Things just get better as you begin driving. Unless your battery’s completely empty, or you immediately put the car in Sport mode, the Cayenne will always move about silently on electric drive at low speeds, and when the V6 does kick in, it’s a smooth, unobtrusive transition.

Porsche Cayenne - roof tent up
Porsche Cayenne - roof tent up

Where the Cayenne really impresses is in its breadth of personality. Cruising about normally, it’s a well-hushed wafter (again, were it not for the tent causing a racket on the roof), gliding about gracefully on its adaptive air suspension. In these lovely surroundings, there’s a sense that you could point the car at the opposite end of the country with neither you nor it breaking a sweat.

Twist the little rotary drive mode selector into Sport, though, and you’ll find that the Porsche badge isn’t just for show. Plant it, and there’s the slightest hesitation while the turbochargers gird their loins and the gearbox drops a couple of cogs,  then the car pitches backwards, pointing its nose upwards like a hydrofoil boat as some big numbers appear on the dash. With engine and motor co-operating, the S E-Hybrid will hit 62mph in a quoted 4.7 seconds, and a 163mph top speed.

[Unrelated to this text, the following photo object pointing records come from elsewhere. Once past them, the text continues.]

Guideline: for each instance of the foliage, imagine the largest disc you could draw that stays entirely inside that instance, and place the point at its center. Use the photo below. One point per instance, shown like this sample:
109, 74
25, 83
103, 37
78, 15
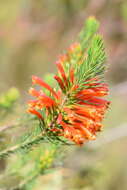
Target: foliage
72, 111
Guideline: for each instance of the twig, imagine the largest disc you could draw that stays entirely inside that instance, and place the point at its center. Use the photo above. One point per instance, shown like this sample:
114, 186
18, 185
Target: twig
110, 136
26, 145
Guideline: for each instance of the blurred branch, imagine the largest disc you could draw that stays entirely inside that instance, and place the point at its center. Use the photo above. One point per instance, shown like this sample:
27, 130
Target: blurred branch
26, 145
120, 88
110, 136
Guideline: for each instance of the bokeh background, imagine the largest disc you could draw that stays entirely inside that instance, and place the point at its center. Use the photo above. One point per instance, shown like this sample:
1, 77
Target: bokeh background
32, 34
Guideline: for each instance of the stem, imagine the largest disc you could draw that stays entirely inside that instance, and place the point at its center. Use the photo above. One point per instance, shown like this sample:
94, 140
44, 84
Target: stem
26, 145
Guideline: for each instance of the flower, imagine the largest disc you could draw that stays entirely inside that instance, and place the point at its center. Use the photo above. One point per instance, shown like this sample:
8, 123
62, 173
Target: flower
74, 112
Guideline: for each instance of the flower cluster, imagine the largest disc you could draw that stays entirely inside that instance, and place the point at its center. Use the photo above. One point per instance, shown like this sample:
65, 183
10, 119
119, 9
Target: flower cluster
72, 112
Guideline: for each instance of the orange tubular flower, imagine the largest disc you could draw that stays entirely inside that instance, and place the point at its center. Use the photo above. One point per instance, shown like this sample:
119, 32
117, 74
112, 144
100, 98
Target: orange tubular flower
34, 112
77, 108
62, 72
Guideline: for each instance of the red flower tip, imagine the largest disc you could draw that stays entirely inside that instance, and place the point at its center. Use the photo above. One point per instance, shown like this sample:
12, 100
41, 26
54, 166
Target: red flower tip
34, 92
34, 112
62, 72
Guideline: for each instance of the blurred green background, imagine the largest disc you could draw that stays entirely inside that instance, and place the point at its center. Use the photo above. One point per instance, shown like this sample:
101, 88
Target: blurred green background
32, 34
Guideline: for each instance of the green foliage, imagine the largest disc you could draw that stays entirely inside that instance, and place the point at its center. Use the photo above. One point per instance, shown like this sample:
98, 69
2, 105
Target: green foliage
93, 61
8, 99
31, 148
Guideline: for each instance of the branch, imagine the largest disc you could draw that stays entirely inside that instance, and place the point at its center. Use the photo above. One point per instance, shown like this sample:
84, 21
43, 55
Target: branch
26, 145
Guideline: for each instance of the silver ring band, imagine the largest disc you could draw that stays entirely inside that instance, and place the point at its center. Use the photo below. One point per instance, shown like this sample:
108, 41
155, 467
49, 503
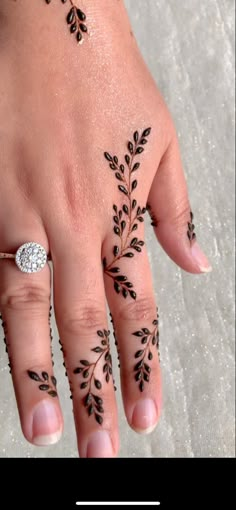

You’re left wondering why you’d possibly want one of the V8 versions – that is, assuming you’ve got some electricity to help out. With a dead battery, it’s still far from slow, but you have to work the V6 noticeably harder to shift around the car’s 2440kg mass.

Porsche Cayenne - detail
Porsche Cayenne - detail

When switching to Sport or Sport Plus mode, the Cayenne’s adaptive suspension defaults to a corresponding setting, but a pop-up menu allows you to immediately switch it back to normal while keeping the hotter powertrain calibration. This is a good idea: the harder damper settings can be a bit much for British roads, and there’s not an enormous tradeoff in lateral movement with the softer suspension.

The steering is very well-weighted and direct, and this car’s optional rear-axle steering and Porsche Torque Vectoring Plus system helps keep things tidy and stable at speed. In general, it handles very well for a two-and-a-half-ton SUV, but remember that qualifier, and be prepared to plan ahead a little if hustling along a good road.

The brakes could also use a bit more bite, especially around town, where you sometimes find yourself having to properly stand on the pedal to fight the drivetrain’s forward creep. Actual brake feel is impressive for a PHEV, though, with little to no interference from the regen.

Porsche Cayenne - rear
Porsche Cayenne - rear

It’s easy to see why the Cayenne has been such a moneymaker for Porsche for the last two decades. In its latest guise, it’s comfy, handsome inside and out, impeccably built, engaging enough to be worthy of the Porsche badge, and reasonably efficient if you don’t act like a complete tool.

Obviously, such a spread of talents doesn’t come cheap: an S E-Hybrid Coupe starts at £90,100, with this test car running up to £104,642. That price tag, though, gets you one of the very best luxury SUVs there is. And it probably helps bankroll the next mad, naturally-aspirated 911 too, so you’re doing us all a favour.